On March 4, 2015, H.D. Vest Investment Securities, Inc. (“H.D. Vest”) submitted an Offer of Settlement (“Offer”) to the Securities and Exchange Commission (“SEC”) solely for the purpose of settling the SEC’s allegations that H.D. Vest violated key customer protection rules after failing to adequately supervise registered representatives who misappropriated customer funds. In addition to paying a $225,000 fine, H.D. Vest agreed to retain an independent compliance consultant to improve its supervisory controls.
H.D. Vest is a financial services firm that offers tax and financial planning advice to its customers. With its main corporate office in Texas, H.D. Vest has a nationwide network of over 4,500 independent contractor registered representatives. Most of H.D. Vest’s independent contractor registered representatives are tax professionals who operate tax businesses through affiliated businesses operating separately from the broker-dealer. This type of business is known as an outside business activity and is heavily regulated by both the SEC and the Financial Industry Regulatory Authority, Inc. (“FINRA”).
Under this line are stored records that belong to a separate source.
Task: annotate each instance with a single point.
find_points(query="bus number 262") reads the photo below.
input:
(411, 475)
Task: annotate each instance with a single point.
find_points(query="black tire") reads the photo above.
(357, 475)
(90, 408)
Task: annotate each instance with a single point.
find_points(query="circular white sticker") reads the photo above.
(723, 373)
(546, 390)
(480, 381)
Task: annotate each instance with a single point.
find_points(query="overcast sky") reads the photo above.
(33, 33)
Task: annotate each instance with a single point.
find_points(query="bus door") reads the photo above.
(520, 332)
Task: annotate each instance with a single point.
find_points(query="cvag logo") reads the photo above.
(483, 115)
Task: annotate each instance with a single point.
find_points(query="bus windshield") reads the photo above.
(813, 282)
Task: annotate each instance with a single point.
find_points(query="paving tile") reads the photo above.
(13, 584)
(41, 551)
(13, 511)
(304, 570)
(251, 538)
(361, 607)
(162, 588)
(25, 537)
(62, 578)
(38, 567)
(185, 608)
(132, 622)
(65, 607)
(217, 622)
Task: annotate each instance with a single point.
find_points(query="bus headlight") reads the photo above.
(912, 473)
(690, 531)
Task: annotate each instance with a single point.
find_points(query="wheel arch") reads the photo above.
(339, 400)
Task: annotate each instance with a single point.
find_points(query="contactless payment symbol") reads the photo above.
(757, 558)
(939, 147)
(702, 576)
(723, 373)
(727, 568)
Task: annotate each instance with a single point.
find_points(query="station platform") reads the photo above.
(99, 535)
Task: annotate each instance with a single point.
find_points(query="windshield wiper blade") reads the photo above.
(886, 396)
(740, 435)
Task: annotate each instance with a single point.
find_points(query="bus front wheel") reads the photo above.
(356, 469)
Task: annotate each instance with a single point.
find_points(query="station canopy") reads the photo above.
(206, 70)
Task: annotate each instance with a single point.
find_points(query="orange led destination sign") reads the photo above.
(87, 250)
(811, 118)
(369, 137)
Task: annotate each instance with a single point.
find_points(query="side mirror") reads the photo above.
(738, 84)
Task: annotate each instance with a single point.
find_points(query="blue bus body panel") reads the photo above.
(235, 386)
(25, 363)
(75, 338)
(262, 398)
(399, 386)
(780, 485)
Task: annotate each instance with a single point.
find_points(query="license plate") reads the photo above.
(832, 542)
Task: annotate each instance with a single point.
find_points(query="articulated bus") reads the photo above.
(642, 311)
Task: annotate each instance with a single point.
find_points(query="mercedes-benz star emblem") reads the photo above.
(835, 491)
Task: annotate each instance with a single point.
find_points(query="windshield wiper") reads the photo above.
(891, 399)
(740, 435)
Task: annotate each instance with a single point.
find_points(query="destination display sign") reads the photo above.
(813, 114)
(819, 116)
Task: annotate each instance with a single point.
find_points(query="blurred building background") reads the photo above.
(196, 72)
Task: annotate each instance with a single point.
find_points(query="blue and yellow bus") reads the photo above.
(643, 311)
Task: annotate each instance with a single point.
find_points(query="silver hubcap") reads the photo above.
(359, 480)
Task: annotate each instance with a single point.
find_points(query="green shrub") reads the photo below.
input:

The SEC uncovered H.D. Vest’s deficient supervisory controls in the wake of wrongdoing by its representative Lewis J. Hunter (“Hunter”), a former registered representative whom FINRA barred from the industry in May 2013. The SEC alleged that between September 2010 and February 2011, Hunter fraudulently and illegally transferred approximately $300,000 from two elderly customers’ accounts to unaffiliated businesses he controlled. According to the SEC, Hunter told these elderly investors that these funds were used for investments. Hunter, however, used those funds for personal expenses and to make fraudulent dividend payments to those two elderly customers in a Ponzi-like manner. This type of fraudulent activity is commonly referred to as “selling away” and is a violation of Section 17(a) of the Securities Act, Section 10(b) of the Exchange Act and Rule 10b-5 promulgated thereunder. The SEC also alleged that other H.D. Vest registered representatives misappropriated customer funds through outside business activities through entities unaffiliated with a broker-dealer and similar fraudulent selling away schemes dating as far back as December 2007 (the “relevant period”).